Frankfurt am Main – Der Präsident der Europäischen Zentralbank (EZB) hat baldige Entscheidungen zum weiteren Vorgehen bei dem billionenschwere Wertpapierkaufprogramm der Notenbank in Aussicht gestellt. «Wahrscheinlich wird der Grossteil der Entscheidungen im Oktober getroffen», sagte EZB-Chef Mario Draghi am Donnerstag nach der EZB-Zinssitzung in Frankfurt. Unvorhergesehene Entwicklungen könnten jedoch zu einer Verschiebung führen. Die nächste Sitzung des EZB-Rats findet am 26. Oktober statt.

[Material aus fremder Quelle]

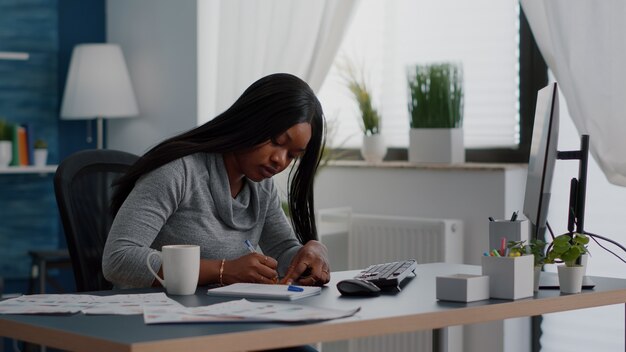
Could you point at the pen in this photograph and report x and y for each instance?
(294, 288)
(250, 246)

Bei der aktuellen Sitzung sei vorerst nicht über konkrete geldpolitische Optionen diskutiert worden, sagte Draghi. Es sei aber grundsätzlich sowohl über die weitere Dauer, als auch über das Volumen der Wertpapierkäufe gesprochen worden. Die Diskussion über einen Ausstieg sei aber noch in einem frühen Stadium. Draghi erwartet jedoch, dass man im Oktober mit den Vorbereitungen fertig sei.
Ausweitung der Anleihekäufe bleibt eine Option
Zunächst wurde jedoch der bisherige Kurs bestätigt. Das Anleihekaufprogramm soll bis mindestens Ende 2017 fortgesetzt werden. Selbst eine Ausweitung der monatlichen Käufe wird weiterhin als Option genannt.

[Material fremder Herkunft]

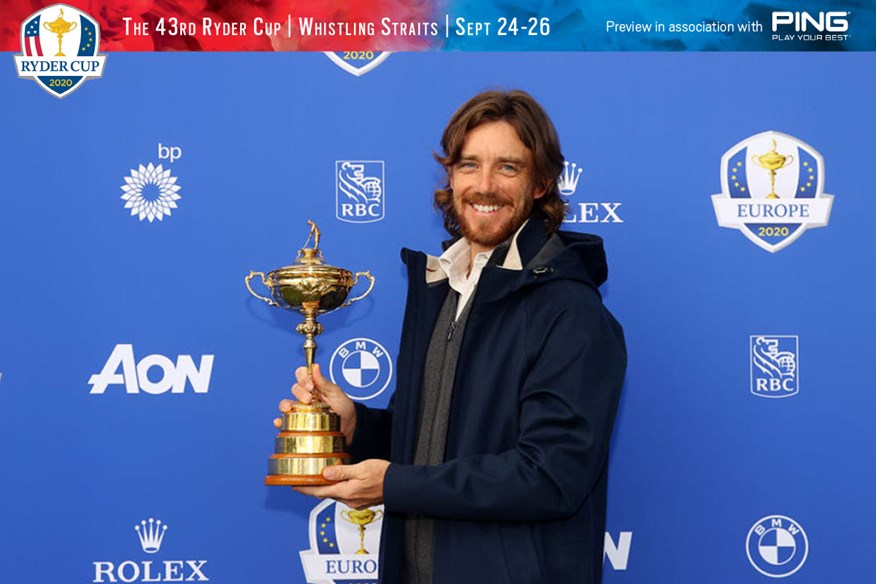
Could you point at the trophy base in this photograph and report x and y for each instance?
(296, 481)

«Über die mögliche Verknappung von Anleihen wurde nicht gesprochen», sagte Draghi. Die Notenbank habe jedoch gezeigt, dass sie mit Knappheiten umgehen könne. Die EZB hatte versprochen, dass sie nicht mehr als ein Drittel aller Staatsanleihen eines Landes halten wird. Über eine Änderung dieser Limits sei nicht gesprochen worden. Ökonomen erwarten, dass die EZB schon im Frühjahr hier an Grenzen stossen könnte. Über eine Ausweitung des Programms auf andere Wertpapiere, wie Aktien, wurde laut Draghi nicht gesprochen.

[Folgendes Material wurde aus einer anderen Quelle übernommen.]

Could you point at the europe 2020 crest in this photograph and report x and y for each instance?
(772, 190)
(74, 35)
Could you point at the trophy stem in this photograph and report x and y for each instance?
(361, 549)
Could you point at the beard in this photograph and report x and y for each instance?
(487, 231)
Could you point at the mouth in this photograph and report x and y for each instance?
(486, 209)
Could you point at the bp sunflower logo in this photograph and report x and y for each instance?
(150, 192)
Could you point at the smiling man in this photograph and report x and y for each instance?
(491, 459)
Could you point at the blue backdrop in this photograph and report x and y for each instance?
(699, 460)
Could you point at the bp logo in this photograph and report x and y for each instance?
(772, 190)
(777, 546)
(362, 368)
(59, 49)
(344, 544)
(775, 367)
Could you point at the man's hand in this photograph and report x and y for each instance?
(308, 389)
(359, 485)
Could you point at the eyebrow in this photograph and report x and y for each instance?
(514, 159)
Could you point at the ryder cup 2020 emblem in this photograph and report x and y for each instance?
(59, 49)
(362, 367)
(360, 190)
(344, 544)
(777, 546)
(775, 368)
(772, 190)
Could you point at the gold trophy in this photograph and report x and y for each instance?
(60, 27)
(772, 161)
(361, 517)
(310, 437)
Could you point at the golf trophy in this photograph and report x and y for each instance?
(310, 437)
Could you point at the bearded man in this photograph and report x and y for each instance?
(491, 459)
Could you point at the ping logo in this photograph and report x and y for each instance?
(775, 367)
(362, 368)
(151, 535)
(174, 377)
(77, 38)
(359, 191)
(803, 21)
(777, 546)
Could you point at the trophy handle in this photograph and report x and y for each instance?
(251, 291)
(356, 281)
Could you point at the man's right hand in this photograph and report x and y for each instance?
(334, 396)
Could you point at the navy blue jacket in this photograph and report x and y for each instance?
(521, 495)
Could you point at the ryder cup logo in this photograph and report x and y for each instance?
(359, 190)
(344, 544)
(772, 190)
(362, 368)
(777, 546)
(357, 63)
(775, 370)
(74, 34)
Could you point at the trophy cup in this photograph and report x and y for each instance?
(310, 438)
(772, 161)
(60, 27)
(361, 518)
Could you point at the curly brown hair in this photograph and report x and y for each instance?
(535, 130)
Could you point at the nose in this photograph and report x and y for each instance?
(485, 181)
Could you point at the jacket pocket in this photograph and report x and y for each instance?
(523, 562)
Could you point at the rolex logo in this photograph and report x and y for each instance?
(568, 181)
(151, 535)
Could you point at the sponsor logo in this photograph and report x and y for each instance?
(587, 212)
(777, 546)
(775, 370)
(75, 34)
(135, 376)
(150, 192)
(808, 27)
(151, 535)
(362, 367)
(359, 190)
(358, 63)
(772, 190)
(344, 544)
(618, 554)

Draghi fordert Geduld bei der Inflation
Draghi betonte, dass das Wertpapierkaufprogramm weiterlaufen werde, bis es eine substanzielle Belebung der Inflation gebe. Mit der Teuerungsrate sei man im EZB-Rat bislang weitgehend unzufrieden. Hier sei Geduld gefragt. Letztlich werde sich die Inflation dem angepeilten Ziel von knapp zwei Prozent annähern. «Die EZB wird sich keinesfalls mit der niedrigen Inflation abfinden», sagte Draghi.
Die Inflationsprognosen wurden vorerst teilweise gesenkt. Für das kommende Jahr erwartet die Notenbank einen Anstieg der Verbraucherpreise um 1,2 Prozent anstatt bisher 1,3 Prozent. Im Jahr 2019 wird eine Inflationsrate von 1,5 Prozent erwartet, während es bisher 1,6 Prozent waren. Für das laufende Jahr wurde die Prognose hingegen bei 1,5 Prozent belassen.
Die Ängste vieler Beobachter vor Risiken der Anleihekäufe sind laut Draghi nicht begründet. Die EZB sehe keine negativen Nebenwirkungen des Programms. Eine Gefahr für die Finanzmärkte durch Blasenbildung sei nicht zu erkennen. Nur am Markt für Gewerbeimmobilien sei es zu Übertreibungen gekommen. Alle Volkswirtschaften der Eurozone hätten von der lockeren Geldpolitik der EZB profitiert.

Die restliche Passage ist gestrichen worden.